Dreaming of low water became a reality recently with zero units at Bull Shoals Dam. I quickly quaffed a big breakfast planning an all-day trip.
A lonely parking lot with only one vehicle greeted me. Wonderful! Almost the whole river to myself. I pulled a fleece jacket over my head, wrapped a headband around my ears and shoved my winter hat on my head. My rod came together easily. The wind whistled at my back as I noticed my tangled fly line within the reel. The prospect of pulling the reel apart by pushing the button caused my sore thumb to protest. But there was no option. After a couple of fruitless tries, I saw the owner of the vehicle arrive. I asked how he did. “Pretty slow,” he said. We spoke and I continued to struggle, but decided I wasn’t too proud to ask for help.
He quickly pulled the reel apart and told me what flies he’d used. “I’m gonna rest my back awhile. There are a few Caddis hitting the water.” The last comment changed my battle plan and I decided to start with a large blue/green soft hackle with sparkle to the tail. This character captured lots of fish during the last Caddis hatch.
As usual, since I hadn’t fished in several weeks, it seemed to take forever to gear up. I longed for my feet to fly across to the main channel, but had to satisfy myself with a slow steady walk across two shallow gullies until I reached my chosen spot.
The soft hackle warranted only one small take which I missed. After that it produced nothing. I did notice a few Caddis dance on the water where trout gobbled the tasty morsels; but I observed nothing quite as exciting as the frenzy exhibited during a large hatch.
I switched to my old standby Partridge and Orange with no greater results. Within the next several hours, I fished with an emerger, a Green Butt and a Caddis Sparkler. Eventually I switched to a strike indicator and alternately tried a pink jig, a white jig, and a pink midge.
My frustration built. Would all my waiting and hoping and longing for low water reap no results for this day? Finally I realized my tippet had shrunk and it was time to tie on more. I made my way to shore, sat on a grassy hump to rest myself and tied on an extra-long length.

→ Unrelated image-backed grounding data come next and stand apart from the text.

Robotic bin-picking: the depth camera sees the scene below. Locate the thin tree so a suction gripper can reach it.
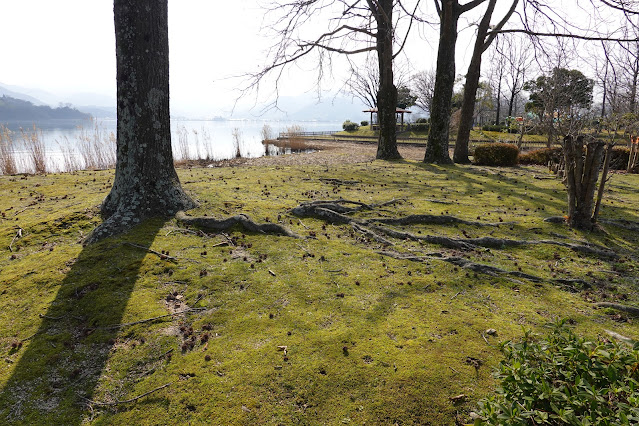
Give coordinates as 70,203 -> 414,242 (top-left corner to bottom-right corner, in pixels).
453,0 -> 519,163
424,0 -> 486,164
87,0 -> 196,243
250,0 -> 419,160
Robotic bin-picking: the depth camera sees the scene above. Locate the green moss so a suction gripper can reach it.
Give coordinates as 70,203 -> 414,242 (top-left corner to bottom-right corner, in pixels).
0,161 -> 639,425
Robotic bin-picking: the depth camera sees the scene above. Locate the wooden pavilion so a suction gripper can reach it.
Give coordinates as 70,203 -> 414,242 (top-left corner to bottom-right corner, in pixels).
362,108 -> 412,132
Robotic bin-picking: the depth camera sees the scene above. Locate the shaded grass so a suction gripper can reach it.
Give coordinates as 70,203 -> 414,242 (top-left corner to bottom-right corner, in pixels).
0,161 -> 639,425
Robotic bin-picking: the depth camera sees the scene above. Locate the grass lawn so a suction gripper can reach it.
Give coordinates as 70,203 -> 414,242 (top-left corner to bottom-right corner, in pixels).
0,161 -> 639,425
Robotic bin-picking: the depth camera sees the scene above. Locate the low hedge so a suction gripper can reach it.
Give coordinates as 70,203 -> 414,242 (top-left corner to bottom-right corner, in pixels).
473,143 -> 519,166
519,146 -> 630,170
475,321 -> 639,426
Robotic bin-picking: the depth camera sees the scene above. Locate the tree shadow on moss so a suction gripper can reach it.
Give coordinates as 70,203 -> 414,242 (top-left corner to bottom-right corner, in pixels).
0,219 -> 164,425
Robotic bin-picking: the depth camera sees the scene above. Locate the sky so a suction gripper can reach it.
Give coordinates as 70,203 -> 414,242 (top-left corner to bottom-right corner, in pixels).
0,0 -> 620,116
0,0 -> 444,115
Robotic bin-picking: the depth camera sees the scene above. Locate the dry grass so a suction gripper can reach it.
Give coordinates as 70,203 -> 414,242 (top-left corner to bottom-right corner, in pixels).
0,125 -> 18,175
173,126 -> 191,161
231,127 -> 244,158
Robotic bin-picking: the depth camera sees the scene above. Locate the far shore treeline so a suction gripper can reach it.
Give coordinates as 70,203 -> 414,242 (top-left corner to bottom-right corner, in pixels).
0,95 -> 91,122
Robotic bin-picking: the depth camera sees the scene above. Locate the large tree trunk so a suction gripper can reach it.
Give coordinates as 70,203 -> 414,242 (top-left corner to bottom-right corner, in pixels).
375,0 -> 402,160
87,0 -> 195,243
495,73 -> 502,126
424,0 -> 461,164
563,136 -> 605,230
453,0 -> 497,164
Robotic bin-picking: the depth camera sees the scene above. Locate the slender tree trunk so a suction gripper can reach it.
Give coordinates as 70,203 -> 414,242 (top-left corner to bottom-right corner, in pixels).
563,136 -> 605,230
87,0 -> 196,243
508,91 -> 517,117
424,0 -> 460,164
375,0 -> 402,160
630,66 -> 639,114
453,0 -> 497,164
495,73 -> 502,126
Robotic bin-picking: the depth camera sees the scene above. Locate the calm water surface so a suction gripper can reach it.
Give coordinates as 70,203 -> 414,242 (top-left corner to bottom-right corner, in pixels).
0,119 -> 341,172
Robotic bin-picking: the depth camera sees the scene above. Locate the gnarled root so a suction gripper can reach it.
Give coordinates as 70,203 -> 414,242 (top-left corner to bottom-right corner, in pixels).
175,212 -> 300,238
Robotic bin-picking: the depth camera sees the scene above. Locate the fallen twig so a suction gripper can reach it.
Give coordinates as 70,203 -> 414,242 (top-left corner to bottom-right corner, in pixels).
122,242 -> 177,262
96,308 -> 205,330
595,302 -> 639,315
86,383 -> 171,406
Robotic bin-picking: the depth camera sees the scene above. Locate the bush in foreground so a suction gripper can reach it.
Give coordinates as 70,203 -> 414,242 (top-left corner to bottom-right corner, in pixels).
473,143 -> 519,166
475,321 -> 639,425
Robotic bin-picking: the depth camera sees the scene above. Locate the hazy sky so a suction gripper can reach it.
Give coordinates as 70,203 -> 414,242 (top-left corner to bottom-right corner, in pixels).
0,0 -> 450,114
0,0 -> 608,115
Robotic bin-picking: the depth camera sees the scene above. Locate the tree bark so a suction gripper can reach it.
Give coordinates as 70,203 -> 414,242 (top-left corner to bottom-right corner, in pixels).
87,0 -> 196,243
373,0 -> 402,160
453,0 -> 497,164
563,136 -> 605,230
424,0 -> 461,164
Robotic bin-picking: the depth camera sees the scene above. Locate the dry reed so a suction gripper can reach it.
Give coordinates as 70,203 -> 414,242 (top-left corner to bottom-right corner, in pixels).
231,127 -> 244,158
0,125 -> 18,175
175,126 -> 190,161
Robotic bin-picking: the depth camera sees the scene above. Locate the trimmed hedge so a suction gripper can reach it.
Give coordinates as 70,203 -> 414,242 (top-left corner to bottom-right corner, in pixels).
519,146 -> 630,170
519,147 -> 562,166
475,321 -> 639,426
473,143 -> 519,166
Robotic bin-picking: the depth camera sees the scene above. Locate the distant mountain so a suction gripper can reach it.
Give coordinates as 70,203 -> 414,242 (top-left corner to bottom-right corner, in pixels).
0,85 -> 45,105
0,83 -> 116,118
0,95 -> 91,122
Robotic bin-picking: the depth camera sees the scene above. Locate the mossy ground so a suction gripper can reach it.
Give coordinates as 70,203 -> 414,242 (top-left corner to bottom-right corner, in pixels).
0,161 -> 639,425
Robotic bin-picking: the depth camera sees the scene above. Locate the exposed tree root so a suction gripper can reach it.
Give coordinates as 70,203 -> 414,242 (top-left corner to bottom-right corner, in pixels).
291,199 -> 618,258
599,220 -> 639,231
376,251 -> 596,290
175,212 -> 300,238
368,214 -> 505,226
595,302 -> 639,316
377,251 -> 544,282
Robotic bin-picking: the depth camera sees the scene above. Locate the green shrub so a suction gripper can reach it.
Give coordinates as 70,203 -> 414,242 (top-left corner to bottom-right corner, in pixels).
342,120 -> 359,132
475,321 -> 639,425
473,143 -> 519,166
519,147 -> 562,166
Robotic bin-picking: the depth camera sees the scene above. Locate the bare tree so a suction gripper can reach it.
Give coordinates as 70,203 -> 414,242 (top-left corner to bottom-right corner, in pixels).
411,71 -> 435,115
87,0 -> 195,243
424,0 -> 500,164
453,0 -> 519,163
251,0 -> 419,160
345,56 -> 379,108
344,55 -> 406,108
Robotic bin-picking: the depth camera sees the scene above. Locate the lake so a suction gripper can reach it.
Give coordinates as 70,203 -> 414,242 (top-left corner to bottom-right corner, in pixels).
0,119 -> 342,173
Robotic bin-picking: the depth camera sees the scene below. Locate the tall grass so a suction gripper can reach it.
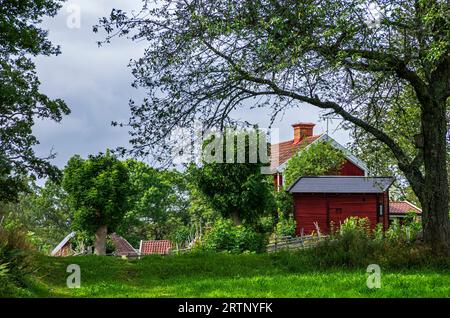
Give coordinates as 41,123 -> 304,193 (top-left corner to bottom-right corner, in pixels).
309,217 -> 450,269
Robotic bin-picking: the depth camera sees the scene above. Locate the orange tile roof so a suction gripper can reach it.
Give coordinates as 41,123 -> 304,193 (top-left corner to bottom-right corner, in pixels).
270,135 -> 321,170
389,201 -> 422,214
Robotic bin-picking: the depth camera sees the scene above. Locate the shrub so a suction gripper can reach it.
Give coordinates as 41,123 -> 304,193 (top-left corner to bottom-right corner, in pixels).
200,219 -> 267,253
308,218 -> 450,269
0,227 -> 35,297
275,213 -> 296,237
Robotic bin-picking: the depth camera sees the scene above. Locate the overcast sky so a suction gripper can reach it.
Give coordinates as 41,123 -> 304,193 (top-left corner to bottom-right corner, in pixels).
34,0 -> 349,168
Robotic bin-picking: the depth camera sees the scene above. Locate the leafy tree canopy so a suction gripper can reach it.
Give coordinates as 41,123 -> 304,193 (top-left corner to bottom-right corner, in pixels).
118,160 -> 189,243
191,130 -> 274,225
63,151 -> 130,254
0,0 -> 70,201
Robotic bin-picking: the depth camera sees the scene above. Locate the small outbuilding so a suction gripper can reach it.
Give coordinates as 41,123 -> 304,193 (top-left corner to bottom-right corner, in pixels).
286,176 -> 394,235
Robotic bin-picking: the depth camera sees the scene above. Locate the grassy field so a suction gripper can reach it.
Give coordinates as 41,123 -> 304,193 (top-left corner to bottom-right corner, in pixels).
14,253 -> 450,297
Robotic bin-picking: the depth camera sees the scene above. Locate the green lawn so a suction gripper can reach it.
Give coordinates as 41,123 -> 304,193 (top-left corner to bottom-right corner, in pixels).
17,253 -> 450,297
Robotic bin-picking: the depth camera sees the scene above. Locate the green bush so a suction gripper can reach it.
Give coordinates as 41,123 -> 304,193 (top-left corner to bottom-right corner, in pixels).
0,227 -> 36,297
275,212 -> 296,237
308,218 -> 450,268
199,219 -> 267,253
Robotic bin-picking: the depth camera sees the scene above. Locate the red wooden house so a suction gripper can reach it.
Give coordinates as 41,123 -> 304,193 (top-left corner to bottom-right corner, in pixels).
270,123 -> 368,191
287,176 -> 394,235
271,123 -> 393,235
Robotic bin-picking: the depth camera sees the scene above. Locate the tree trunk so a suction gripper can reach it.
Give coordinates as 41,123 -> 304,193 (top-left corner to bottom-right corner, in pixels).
231,212 -> 242,226
94,225 -> 108,255
417,101 -> 450,251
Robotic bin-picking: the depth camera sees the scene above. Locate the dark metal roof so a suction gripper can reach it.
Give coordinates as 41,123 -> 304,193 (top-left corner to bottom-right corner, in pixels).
286,176 -> 394,193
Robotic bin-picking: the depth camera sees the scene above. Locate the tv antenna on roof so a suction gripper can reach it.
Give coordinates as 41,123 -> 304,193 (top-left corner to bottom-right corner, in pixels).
320,113 -> 341,135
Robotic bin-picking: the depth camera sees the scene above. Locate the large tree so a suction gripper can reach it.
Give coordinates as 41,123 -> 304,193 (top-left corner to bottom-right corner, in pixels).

This time I thought long and hard about my fly choice. I hadn’t tried a yellow Anna K, so named after the granddaughter of my friend and fly tier, Ron McQuay. Maybe, just maybe this would “represent” those little Caddis to the right trout.
Within 2 casts, my choice was rewarded with a small Rainbow. Since I’d tied on extra tippet, my line was now too long to get the fish into my net in deeper water, so I backed up into shallows and quickly landed and released the fish. My pulse thrummed after catching a fish on this long day of failure.
Over the next hour, I tried several spots where I’d been unsuccessful the whole morning. Each one produced only average stockers but a lot of fun. Finally one take seemed particularly vicious and I could see a thick Rainbow fighting to lose my fly in the deeper water. Again I had to back into shallower flow to work with the longer tippet, but landed a fat feisty customer around 14” who was starting to develop the big head of a much larger fish. This was worth the whole day, I thought.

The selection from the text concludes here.